The Goods and Services Tax (GST) in India works on a credit system. Businesses charge tax on sales and claim credit for the tax they pay on purchases. Two key terms in this system are Output GST and Input GST. A clear understanding of these concepts helps businesses manage tax compliance and cash flow effectively.


🔹 What is Output GST?

Output GST means the GST a registered dealer charges on sales (outward supplies) of goods or services. The seller collects this tax from the buyer and pays it to the government.

👉 Example:
A trader sells goods worth ₹1,00,000 at 18% GST. He collects ₹18,000 as Output GST from the customer.


🔹 What is Input GST?

Input GST, also called Input Tax Credit (ITC), refers to the GST paid on purchases (inward supplies). Businesses use this tax credit to reduce their output tax liability.

👉 Example:
If the trader purchases raw materials worth ₹50,000 and pays 18% GST (₹9,000), this amount becomes Input GST (ITC).

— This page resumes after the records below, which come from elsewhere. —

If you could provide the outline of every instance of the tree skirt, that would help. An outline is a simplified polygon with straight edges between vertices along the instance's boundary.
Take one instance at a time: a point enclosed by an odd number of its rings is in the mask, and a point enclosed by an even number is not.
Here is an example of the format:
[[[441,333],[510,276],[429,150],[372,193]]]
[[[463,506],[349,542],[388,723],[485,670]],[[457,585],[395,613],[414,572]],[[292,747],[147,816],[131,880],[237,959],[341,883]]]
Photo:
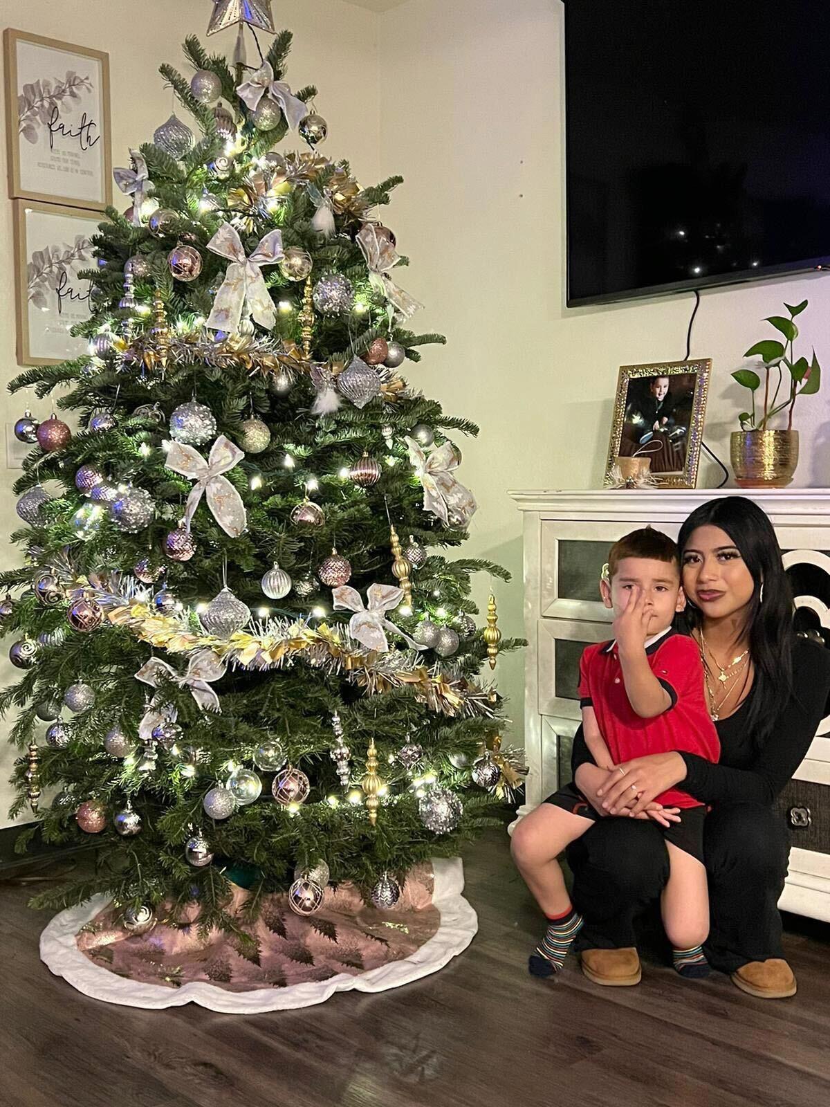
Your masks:
[[[357,890],[326,892],[323,910],[294,914],[284,894],[266,899],[249,928],[252,952],[220,931],[160,921],[128,935],[105,896],[69,908],[40,940],[41,960],[84,995],[128,1007],[198,1003],[211,1011],[255,1014],[323,1003],[334,992],[385,992],[437,972],[469,945],[476,912],[464,899],[460,858],[409,873],[392,911],[366,907]],[[238,888],[234,908],[248,892]]]

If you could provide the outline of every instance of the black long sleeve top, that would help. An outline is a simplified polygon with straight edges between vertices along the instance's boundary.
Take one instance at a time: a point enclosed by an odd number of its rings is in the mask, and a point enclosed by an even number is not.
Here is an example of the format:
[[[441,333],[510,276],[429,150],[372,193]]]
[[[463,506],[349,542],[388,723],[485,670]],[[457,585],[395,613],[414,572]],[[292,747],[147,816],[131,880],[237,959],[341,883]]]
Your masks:
[[[759,748],[746,727],[753,692],[728,718],[715,727],[720,738],[720,761],[713,765],[696,754],[681,753],[686,776],[681,785],[704,804],[771,804],[792,778],[810,747],[819,722],[828,713],[830,650],[797,638],[792,648],[792,695],[775,728]],[[573,739],[571,769],[591,762],[579,728]]]

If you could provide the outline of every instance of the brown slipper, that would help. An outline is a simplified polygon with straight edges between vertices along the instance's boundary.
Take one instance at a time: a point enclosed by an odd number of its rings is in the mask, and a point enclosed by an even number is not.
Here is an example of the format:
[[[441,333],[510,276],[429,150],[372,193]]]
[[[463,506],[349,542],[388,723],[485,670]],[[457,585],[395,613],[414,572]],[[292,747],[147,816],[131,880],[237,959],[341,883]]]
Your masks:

🔹 Adjustment of Output GST and Input GST

Businesses calculate net GST liability by adjusting Input GST against Output GST.

Formula:
👉 Net GST Payable = Output GST – Input GST

✅ Example:

  • Output GST = ₹18,000

  • Input GST = ₹9,000

  • Net GST Payable = ₹9,000

Thus, the trader pays tax only on value addition, not on the entire turnover.

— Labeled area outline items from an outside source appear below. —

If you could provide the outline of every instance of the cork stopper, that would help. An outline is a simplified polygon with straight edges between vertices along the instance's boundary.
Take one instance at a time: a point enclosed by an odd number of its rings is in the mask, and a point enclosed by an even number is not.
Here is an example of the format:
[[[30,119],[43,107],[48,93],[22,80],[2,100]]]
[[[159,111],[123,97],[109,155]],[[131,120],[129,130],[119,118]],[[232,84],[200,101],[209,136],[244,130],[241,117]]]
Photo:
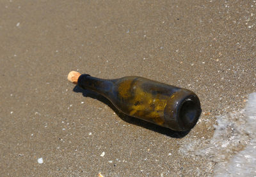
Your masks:
[[[81,74],[77,71],[70,71],[68,75],[68,80],[74,84],[77,84],[77,80],[80,76]]]

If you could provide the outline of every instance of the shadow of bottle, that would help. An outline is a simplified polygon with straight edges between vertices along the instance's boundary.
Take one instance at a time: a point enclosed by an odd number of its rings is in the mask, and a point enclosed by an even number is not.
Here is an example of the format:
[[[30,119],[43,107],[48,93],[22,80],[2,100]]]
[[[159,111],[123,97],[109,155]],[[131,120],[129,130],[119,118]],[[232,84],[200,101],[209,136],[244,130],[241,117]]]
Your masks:
[[[107,98],[91,90],[83,89],[77,85],[73,88],[73,91],[77,93],[82,93],[84,97],[90,97],[104,103],[110,107],[122,120],[129,124],[132,124],[137,126],[140,126],[141,127],[175,138],[182,138],[186,136],[189,132],[189,131],[174,131],[170,129],[161,127],[152,123],[127,115],[120,111]]]

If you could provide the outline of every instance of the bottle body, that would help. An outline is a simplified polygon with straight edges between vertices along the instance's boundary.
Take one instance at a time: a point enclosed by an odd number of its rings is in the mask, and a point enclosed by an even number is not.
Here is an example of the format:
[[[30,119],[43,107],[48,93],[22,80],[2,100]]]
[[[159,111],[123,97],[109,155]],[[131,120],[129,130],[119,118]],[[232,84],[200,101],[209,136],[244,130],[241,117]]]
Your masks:
[[[105,96],[126,115],[174,131],[190,130],[201,113],[194,92],[142,77],[101,80],[82,74],[78,85]]]

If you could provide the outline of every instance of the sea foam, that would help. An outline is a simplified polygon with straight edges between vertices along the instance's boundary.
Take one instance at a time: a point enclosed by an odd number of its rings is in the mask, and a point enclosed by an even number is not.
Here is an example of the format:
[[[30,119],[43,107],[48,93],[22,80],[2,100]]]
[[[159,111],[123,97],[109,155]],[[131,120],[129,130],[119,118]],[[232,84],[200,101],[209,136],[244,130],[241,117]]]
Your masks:
[[[216,120],[211,139],[185,142],[180,152],[216,164],[215,176],[255,176],[256,92],[249,95],[245,110]]]

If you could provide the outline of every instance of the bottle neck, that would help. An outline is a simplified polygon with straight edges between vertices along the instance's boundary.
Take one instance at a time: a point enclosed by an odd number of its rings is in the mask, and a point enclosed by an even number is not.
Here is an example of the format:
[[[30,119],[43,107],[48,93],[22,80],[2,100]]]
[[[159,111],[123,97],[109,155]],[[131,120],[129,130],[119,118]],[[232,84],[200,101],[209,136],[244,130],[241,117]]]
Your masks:
[[[112,90],[113,83],[109,80],[92,77],[89,74],[81,74],[78,78],[77,85],[84,89],[106,96]]]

🔹 Difference Between Output GST and Input GST

Basis Output GST Input GST
Meaning Tax charged on sales (outward supplies). Tax paid on purchases (inward supplies).
Who pays? The buyer, but collected by the seller. The seller, when buying from suppliers.
When applicable? At the time of selling goods or services. At the time of purchasing goods or services.
Effect on business Creates tax liability for the seller. Creates tax credit to reduce liability.
Example GST collected on goods sold worth ₹1,00,000 = ₹18,000 GST paid on raw materials worth ₹50,000 = ₹9,000

GST Return – File here


🔹 Why are Output and Input GST Important?

  • They promote transparency in the tax system.

  • Businesses reduce their overall tax liability by claiming credit.

  • The mechanism prevents double taxation.

  • Proper records of purchases and sales ensure smooth compliance.


✅ Conclusion

In GST, Output GST applies to sales, while Input GST applies to purchases. Businesses reduce their tax burden by setting off Input GST against Output GST. Therefore, the system ensures fair taxation and encourages compliance.